Jim Esposito will be charged with helping the firm — once Wall Street's most profitable trading house — regain some of its former glory.
David Solomon, Goldman Sachs ' incoming CEO, is wasting no time getting his house in order.
Solomon, who takes over for current CEO Lloyd Blankfein on Oct 1., will name Jim Esposito global co-head of the firm's trading division as soon as Monday, according to a person with knowledge of the plans.
Esposito, a partner who was co-chief operating officer of the bank's fixed income business, will join Ashok Varadhan as leaders of the trading organization, one of the largest on Wall Street. In June, Varadhan's former co-heads Pablo Salame and Isabelle Ealet departed — leaving at least one opening at the top of the business, which is typically led by two or more executives.
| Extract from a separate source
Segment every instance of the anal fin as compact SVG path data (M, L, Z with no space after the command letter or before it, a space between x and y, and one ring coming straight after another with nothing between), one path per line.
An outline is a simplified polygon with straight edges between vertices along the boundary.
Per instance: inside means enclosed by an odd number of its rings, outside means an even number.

The two trading co-heads will be charged with helping the firm — once Wall Street's most profitable trading house — regain some of its former glory. While Goldman traders produced about $33 billion in revenue in 2009, the firm has struggled to adjust to the post-financial crisis environment, and it produced only about a third of that amount last year.
In the meantime, rivals including J.P. Morgan have gained market share, helped by a more diverse set of clients than Goldman. In other cases, competitors have revamped business by cutting traders, such as Morgan Stanley 's move to cut one-fourth of its bond division in late 2015.
Esposito has previously served as chief strategy officer of the securities division, and co-head of global fixed income sales. He joined Goldman in 1995 as a salesman for emerging markets debt. Esposito's promotion was first reported by the Wall Street Journal.
Since being formally named Blankfein's successor last month, Solomon has added three women to the firm's powerful management committee, and has proposed the company's first potential Investor Day to give the Street clear financial objectives.